A manga-loving ghost haunting a training camp. Junichiro helps her pass on by completing her unfinished story.
- Nagare and Taki Komiya
 (Nagare)
 (Taki)
Taki leads Black Oracle Neo, while Nagare is an idol singer. Junichiro nicknames them "Leader" and "Idol-Sis".
- Minami Kitayama (北山 みなみ, Kitayama Minami)
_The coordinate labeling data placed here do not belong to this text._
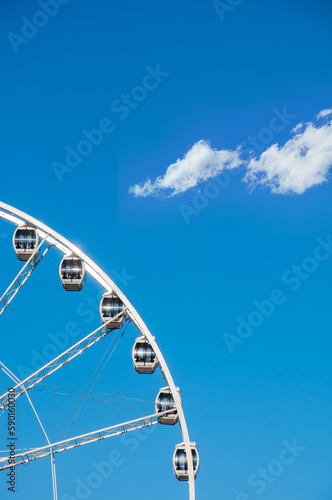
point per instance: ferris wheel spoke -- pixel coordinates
(64, 358)
(23, 275)
(83, 439)
(146, 352)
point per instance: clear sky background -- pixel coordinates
(221, 79)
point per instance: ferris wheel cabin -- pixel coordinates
(110, 307)
(180, 462)
(164, 402)
(72, 273)
(144, 357)
(25, 241)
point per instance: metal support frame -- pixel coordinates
(75, 442)
(18, 217)
(61, 360)
(23, 276)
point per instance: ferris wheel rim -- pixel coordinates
(17, 217)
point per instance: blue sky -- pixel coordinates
(194, 278)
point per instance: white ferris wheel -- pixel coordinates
(31, 241)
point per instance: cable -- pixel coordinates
(92, 392)
(83, 403)
(91, 399)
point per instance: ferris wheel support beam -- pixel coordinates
(53, 469)
(61, 360)
(75, 442)
(16, 216)
(22, 276)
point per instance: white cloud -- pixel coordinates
(303, 162)
(323, 113)
(199, 164)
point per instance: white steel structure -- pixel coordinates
(52, 238)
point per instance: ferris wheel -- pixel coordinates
(31, 241)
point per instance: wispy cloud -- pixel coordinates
(199, 164)
(303, 162)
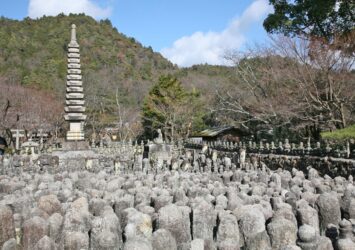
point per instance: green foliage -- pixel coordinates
(320, 18)
(171, 108)
(34, 53)
(340, 134)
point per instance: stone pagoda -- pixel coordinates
(74, 109)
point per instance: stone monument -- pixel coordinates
(74, 109)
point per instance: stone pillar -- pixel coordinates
(74, 109)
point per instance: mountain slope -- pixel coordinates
(115, 68)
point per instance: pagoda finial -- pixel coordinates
(73, 33)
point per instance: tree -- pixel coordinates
(332, 21)
(295, 83)
(172, 109)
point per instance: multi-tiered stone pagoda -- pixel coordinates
(74, 109)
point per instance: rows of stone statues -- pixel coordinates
(193, 201)
(345, 150)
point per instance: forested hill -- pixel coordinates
(33, 54)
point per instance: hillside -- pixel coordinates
(33, 54)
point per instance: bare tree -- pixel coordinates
(293, 81)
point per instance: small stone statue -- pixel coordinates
(159, 139)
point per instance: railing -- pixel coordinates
(346, 151)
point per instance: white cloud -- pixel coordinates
(38, 8)
(209, 47)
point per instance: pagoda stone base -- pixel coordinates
(76, 132)
(75, 146)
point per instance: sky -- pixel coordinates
(187, 32)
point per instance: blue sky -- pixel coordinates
(185, 31)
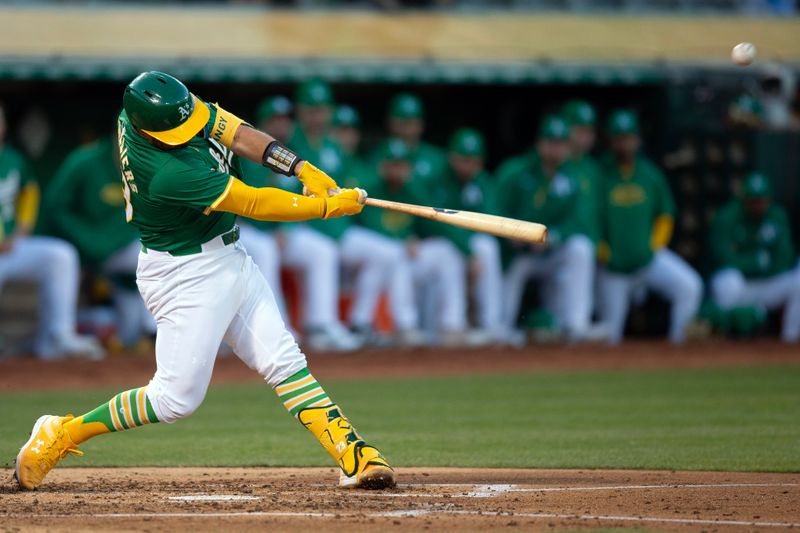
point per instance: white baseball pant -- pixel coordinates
(668, 275)
(263, 247)
(568, 274)
(54, 265)
(200, 300)
(381, 264)
(132, 316)
(730, 288)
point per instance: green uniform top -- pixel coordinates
(86, 204)
(587, 172)
(391, 223)
(530, 195)
(475, 195)
(169, 191)
(329, 158)
(15, 174)
(758, 249)
(630, 205)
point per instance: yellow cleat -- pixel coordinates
(372, 470)
(49, 443)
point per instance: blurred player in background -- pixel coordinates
(582, 120)
(263, 239)
(50, 262)
(637, 220)
(752, 247)
(87, 209)
(406, 121)
(536, 186)
(432, 263)
(468, 186)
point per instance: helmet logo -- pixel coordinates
(184, 111)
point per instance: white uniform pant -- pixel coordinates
(730, 288)
(198, 301)
(317, 257)
(668, 275)
(263, 247)
(133, 318)
(568, 275)
(488, 284)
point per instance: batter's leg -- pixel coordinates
(259, 337)
(674, 279)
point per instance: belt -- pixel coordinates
(220, 241)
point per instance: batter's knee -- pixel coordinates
(172, 404)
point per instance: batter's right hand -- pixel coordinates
(315, 181)
(345, 202)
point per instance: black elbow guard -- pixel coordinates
(280, 159)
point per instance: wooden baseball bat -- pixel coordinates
(509, 228)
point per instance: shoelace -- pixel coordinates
(49, 459)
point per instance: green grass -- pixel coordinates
(721, 419)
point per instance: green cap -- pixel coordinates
(314, 93)
(346, 116)
(162, 106)
(406, 105)
(275, 106)
(553, 127)
(623, 122)
(579, 113)
(395, 149)
(468, 142)
(756, 185)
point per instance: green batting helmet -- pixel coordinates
(756, 185)
(468, 142)
(579, 113)
(161, 106)
(623, 122)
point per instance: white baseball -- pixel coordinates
(743, 54)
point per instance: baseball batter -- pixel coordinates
(636, 226)
(179, 162)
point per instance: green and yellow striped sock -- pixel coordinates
(301, 391)
(126, 410)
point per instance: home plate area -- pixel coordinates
(252, 499)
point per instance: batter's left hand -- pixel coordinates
(315, 181)
(345, 202)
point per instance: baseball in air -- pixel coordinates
(743, 54)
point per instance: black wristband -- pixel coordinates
(280, 159)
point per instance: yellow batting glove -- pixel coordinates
(345, 202)
(316, 182)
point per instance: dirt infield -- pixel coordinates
(121, 371)
(435, 499)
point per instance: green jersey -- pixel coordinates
(757, 248)
(475, 195)
(86, 205)
(328, 156)
(531, 195)
(168, 193)
(587, 172)
(15, 174)
(632, 201)
(391, 223)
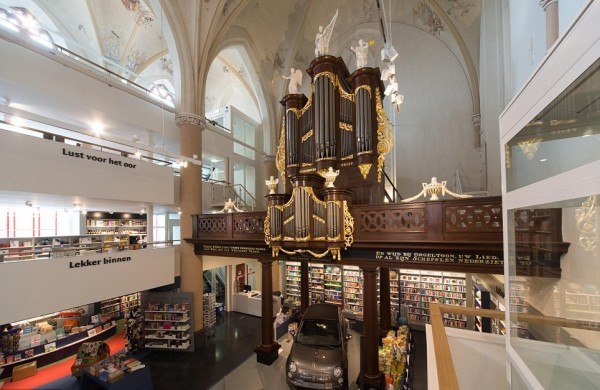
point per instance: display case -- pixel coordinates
(316, 289)
(482, 300)
(168, 322)
(332, 284)
(353, 290)
(292, 282)
(114, 224)
(550, 134)
(26, 248)
(119, 307)
(418, 288)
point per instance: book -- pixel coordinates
(60, 333)
(50, 347)
(36, 340)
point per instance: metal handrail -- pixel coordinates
(395, 191)
(443, 356)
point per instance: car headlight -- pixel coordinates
(338, 371)
(293, 367)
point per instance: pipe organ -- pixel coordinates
(341, 127)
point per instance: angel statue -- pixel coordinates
(295, 78)
(361, 53)
(322, 38)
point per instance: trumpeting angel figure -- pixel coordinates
(295, 78)
(323, 36)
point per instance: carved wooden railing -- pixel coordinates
(477, 220)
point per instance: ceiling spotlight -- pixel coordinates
(393, 87)
(389, 72)
(388, 54)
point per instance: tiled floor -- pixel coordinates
(227, 361)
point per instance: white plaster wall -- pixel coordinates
(437, 106)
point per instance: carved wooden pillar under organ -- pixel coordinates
(385, 308)
(268, 350)
(304, 301)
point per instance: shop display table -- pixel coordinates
(137, 380)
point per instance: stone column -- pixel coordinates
(370, 376)
(551, 9)
(385, 308)
(268, 350)
(304, 278)
(190, 201)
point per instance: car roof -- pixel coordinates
(322, 311)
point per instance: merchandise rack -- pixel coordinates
(209, 313)
(168, 321)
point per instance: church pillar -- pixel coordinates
(268, 350)
(551, 9)
(370, 376)
(304, 298)
(385, 308)
(190, 202)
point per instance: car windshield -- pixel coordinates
(319, 333)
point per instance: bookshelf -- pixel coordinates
(101, 223)
(168, 322)
(353, 290)
(519, 291)
(292, 282)
(332, 284)
(481, 300)
(316, 291)
(418, 288)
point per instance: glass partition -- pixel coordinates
(550, 134)
(563, 136)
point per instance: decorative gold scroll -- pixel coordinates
(365, 169)
(385, 135)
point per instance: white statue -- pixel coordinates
(322, 38)
(295, 78)
(361, 52)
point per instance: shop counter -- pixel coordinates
(251, 303)
(137, 380)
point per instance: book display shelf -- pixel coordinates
(333, 284)
(353, 290)
(316, 290)
(482, 300)
(418, 288)
(518, 304)
(26, 248)
(119, 307)
(117, 224)
(168, 321)
(292, 281)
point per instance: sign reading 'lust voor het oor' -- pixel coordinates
(101, 160)
(92, 263)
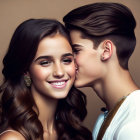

Head maid of Heart-On-Heart café.
- Kasane Kuon
Junichiro's deceased childhood friend, whose death he blames on himself.
- Nayuta Kuon
Kasane's vengeful sister who forces Junichiro into deadly games.

==Media==
===Manga===
Written and illustrated by Takeshi Azuma, Ultimate Otaku Teacher was serialized in Shogakukan's shōnen manga magazine Weekly Shōnen Sunday from October 2, 2011, to March 29, 2017. Shogakukan collected its chapters in 26 tankōbon volumes, released from March 16, 2012, to April 18, 2017.

====Volumes====

| No. | Release date | ISBN |
|---|---|---|
| 1 | March 16, 2012 | 978-4-09-123570-1 |
| 2 | June 18, 2012 | 978-4-09-123699-9 |
| 3 | September 18, 2012 | 978-4-09-123817-7 |
| 4 | November 16, 2012 | 978-4-09-124008-8 |
| 5 | February 23, 2013 | 978-4-09-124180-1 |
| 6 | April 23, 2013 | 978-4-09-124283-9 |
| 7 | July 18, 2013 | 978-4-09-124352-2 |
| 8 | August 16, 2013 | 978-4-09-124401-7 |
| 9 | November 18, 2013 | 978-4-09-124498-7 |
| 10 | February 18, 2014 | 978-4-09-124564-9 |
| 11 | May 16, 2014 | 978-4-09-124644-8 |
| 12 | August 23, 2014 | 978-4-09-125079-7 |
| 13 | October 17, 2014 | 978-4-09-125372-9 |
| 14 | January 16, 2015 | 978-4-09-125449-8 |
| 15 | March 18, 2015 | 978-4-09-125697-3 |
| 16 | May 18, 2015 | 978-4-09-126025-3 |
| 17 | July 17, 2015 | 978-4-09-126185-4 |
| 18 | September 18, 2015 | 978-4-09-126248-6 |
| 19 | November 18, 2015 | 978-4-09-126500-5 |
| 20 | February 18, 2016 | 978-4-09-126780-1 |
| 21 | May 18, 2016 | 978-4-09-127139-6 |
| 22 | June 17, 2016 | 978-4-09-127268-3 |
| 23 | September 16, 2016 | 978-4-09-127335-2 |
| 24 | November 18, 2016 | 978-4-09-127413-7 |
| 25 | February 17, 2017 | 978-4-09-127498-4 |
| 26 | April 18, 2017 | 978-4-09-127555-4 |

===Anime===

Two short anime clips, serving as promotion for the manga have been released, and an anime television series was produced, all of them by A-1 Pictures. Masato Sato directed the series with scripts written by Atsushi Maekawa. Isao Sugimoto designed the characters and Ryuuichi Takada composed the music. The series aired from April 4 to September 26, 2015. From episodes 1 to 12, the first opening theme is "Youthful Dreamer" by TrySail, and the ending theme is "Dreamin'" by Tokyo Performance Doll. From episodes 13 to 24, the second opening theme is "Vivid Brilliant Door" by Sphere, and the ending theme is "My Only One" by 9nine. Funimation has licensed the series in North America.